The prolific creative output from the ballet bubbles was remarkable. “We could not have possibly imagined in March 2020 that we would emerge [...] with 21 new works,” says Kara Medoff Barnett, ABT’s executive director. “That’s a period of creative vibrancy and creative output that rivals our very first season. And I think a fascinating parallel is that both of these periods of intense creativity came out of times of tremendous uncertainty and volatility in our country and our world, and yet the artists continued to create.”
New pieces created in these ballet bubbles will be performed for a live audience at Rockefeller Center, as well as other stops on the ABT Across America tour. Indestructible Light is set to music by American jazz greats Duke Ellington, Count Basie, Neal Hefti, Billy Strayhorn, and Chuck Harmony. In a writeup about the work’s creation, choreographer Moultrie said, “Indestructible Light is inspired by where we are now in our lives and how important it is to stay connected to hope, love, and joy.” This piece will be performed at the Rockefeller Center show, along with other works performed by a lineup of 21 of ABT’s dancers: James Whiteside’s New American Romance, set to music by Claude Debussy; an excerpt from Alexei Ratmansky’s Seven Sonatas with music by Domenico Scarlatti; and Jessica Lang’s pas de deux Let Me Sing Forevermore, set to songs recorded by Tony Bennett. The upbeat popular music that accompanies many of these pieces is meant to be accessible and uplifting to any viewer, regardless of their level of ballet expertise.

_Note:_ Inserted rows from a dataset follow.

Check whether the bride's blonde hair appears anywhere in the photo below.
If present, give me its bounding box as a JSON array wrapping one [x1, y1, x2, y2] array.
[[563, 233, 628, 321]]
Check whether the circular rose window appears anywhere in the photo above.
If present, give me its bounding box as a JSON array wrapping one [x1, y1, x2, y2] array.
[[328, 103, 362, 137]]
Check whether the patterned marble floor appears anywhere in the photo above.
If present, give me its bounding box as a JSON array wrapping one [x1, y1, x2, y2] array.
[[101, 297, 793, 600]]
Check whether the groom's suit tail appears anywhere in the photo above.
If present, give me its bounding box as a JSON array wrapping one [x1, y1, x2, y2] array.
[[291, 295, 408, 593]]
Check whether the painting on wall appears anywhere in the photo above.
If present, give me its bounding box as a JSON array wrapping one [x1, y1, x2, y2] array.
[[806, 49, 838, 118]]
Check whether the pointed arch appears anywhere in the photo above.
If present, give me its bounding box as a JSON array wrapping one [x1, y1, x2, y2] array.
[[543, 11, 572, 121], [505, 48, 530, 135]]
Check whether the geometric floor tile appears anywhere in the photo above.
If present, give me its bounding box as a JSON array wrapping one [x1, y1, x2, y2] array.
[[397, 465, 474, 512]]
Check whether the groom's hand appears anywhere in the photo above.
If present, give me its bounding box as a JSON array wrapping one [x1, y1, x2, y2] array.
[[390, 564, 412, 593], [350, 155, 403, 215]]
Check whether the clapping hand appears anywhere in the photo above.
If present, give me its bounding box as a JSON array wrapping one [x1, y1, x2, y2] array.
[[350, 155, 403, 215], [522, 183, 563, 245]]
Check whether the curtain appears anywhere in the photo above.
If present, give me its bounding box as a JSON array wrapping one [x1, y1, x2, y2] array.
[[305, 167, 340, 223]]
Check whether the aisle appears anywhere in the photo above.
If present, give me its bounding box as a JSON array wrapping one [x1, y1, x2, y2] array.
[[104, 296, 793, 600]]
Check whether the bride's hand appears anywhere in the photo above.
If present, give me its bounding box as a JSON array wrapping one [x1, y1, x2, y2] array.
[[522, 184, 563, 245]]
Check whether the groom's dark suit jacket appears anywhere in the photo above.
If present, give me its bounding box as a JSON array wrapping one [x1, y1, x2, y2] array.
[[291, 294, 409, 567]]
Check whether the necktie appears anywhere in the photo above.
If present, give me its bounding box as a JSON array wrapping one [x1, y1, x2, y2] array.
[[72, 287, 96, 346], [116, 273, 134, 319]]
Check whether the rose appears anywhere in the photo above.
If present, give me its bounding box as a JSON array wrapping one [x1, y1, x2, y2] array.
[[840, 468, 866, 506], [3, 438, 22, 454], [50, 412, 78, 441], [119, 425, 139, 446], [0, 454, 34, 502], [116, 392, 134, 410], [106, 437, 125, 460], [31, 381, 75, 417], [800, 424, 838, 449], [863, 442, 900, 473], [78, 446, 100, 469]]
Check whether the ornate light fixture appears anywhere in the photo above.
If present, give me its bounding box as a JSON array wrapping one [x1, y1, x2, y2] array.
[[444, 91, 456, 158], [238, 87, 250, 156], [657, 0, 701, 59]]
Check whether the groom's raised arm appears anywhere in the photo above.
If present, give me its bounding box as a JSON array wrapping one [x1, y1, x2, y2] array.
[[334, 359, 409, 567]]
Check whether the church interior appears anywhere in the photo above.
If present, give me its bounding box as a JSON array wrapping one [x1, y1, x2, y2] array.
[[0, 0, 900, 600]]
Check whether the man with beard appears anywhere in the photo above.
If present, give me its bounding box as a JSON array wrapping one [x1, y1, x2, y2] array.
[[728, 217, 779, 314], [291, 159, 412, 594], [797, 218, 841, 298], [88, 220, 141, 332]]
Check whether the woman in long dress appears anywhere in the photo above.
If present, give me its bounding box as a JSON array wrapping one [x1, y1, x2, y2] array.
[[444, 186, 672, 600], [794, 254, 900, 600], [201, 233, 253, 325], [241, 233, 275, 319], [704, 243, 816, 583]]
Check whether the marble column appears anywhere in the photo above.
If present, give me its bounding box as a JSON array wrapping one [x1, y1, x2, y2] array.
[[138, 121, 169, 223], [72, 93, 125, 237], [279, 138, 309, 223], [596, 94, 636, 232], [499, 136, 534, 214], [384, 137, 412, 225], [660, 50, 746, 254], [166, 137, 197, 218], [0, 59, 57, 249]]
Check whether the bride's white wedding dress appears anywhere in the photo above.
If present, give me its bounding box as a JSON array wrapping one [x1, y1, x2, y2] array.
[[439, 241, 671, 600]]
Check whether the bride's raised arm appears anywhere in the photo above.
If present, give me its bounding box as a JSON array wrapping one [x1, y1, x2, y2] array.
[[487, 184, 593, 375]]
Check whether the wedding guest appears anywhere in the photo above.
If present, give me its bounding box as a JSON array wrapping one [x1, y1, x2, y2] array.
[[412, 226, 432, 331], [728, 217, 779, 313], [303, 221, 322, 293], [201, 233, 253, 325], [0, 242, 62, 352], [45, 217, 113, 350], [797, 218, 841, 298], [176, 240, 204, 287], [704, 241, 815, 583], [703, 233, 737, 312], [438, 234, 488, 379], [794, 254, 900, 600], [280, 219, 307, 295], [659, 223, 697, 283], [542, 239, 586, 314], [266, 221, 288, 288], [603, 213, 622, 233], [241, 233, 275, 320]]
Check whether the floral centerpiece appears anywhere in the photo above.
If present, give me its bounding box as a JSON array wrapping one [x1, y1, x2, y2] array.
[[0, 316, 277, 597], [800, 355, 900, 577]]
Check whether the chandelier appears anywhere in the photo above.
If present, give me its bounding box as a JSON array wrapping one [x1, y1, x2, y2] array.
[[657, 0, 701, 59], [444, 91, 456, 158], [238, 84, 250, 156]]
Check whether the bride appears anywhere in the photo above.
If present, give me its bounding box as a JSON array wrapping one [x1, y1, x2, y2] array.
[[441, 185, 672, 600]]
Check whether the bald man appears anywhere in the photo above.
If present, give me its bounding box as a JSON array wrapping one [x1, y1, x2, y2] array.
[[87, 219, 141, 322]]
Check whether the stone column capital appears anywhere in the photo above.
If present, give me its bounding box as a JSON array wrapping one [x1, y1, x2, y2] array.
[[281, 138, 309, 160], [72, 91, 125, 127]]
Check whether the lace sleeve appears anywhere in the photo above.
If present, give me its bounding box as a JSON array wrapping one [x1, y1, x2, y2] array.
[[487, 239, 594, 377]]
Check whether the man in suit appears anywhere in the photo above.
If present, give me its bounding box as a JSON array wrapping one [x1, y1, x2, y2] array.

While ABT’s dancers honed their performances, planning the ABT Across America tour required its own sort of choreography and creativity. “It’s just a mind-boggling amount of logistics,” Lansky says, describing the feat as akin to moving a city. Reminiscent of its bus tours of the 1940s and ’50s, the company is traveling on sleeper buses like a rock band and performing outdoors on a portable 40-foot-by-76-foot stage that folds out of an 18-wheeler truck. An all-outdoor tour and using this traveling stage is a first for the company. The three-week tour involves about 50 people total, six sleeper buses, one stage truck, one generator truck, and two support trailers carrying lights, costumes, scenery, and more. ABT has designed a fully turnkey operation that rolls up to the designated outdoor spaces in each city and transforms into a self-contained show, the way a touring musical festival might. “We’re doing rock & roll outdoors with ballet,” Lansky says. “It’s kind of groundbreaking. [...] No one else is doing this.” ABT’s medical advisor Dr. Robert Galvin has taken to referring to ABT Across America as “the Magical Mystery Tour,” in reference to The Beatles, Lansky says. For the Rockefeller Center performance, the dancers will perform on a custom-built stage, since the truck’s stage won’t fit properly into this outdoor performance space, which will be set up on the South Plaza at 49th Street.
“Where we play is part of what we become,” wrote former ABT board member Justin S. Collins in the introduction to Inside American Ballet Theatre. When the dancers move across the stage in each city of their new tour, they’ll become a beacon of hope, an embodiment of the return of the performing arts in America. “I think what’s so special is that ABT has always been an institution grounded in New York, headquartered in New York,” Barnett says, “but it belongs to the nation.” And at their final performance under the city lights at Rockefeller Center, they’ll be home, where it all started for ABT.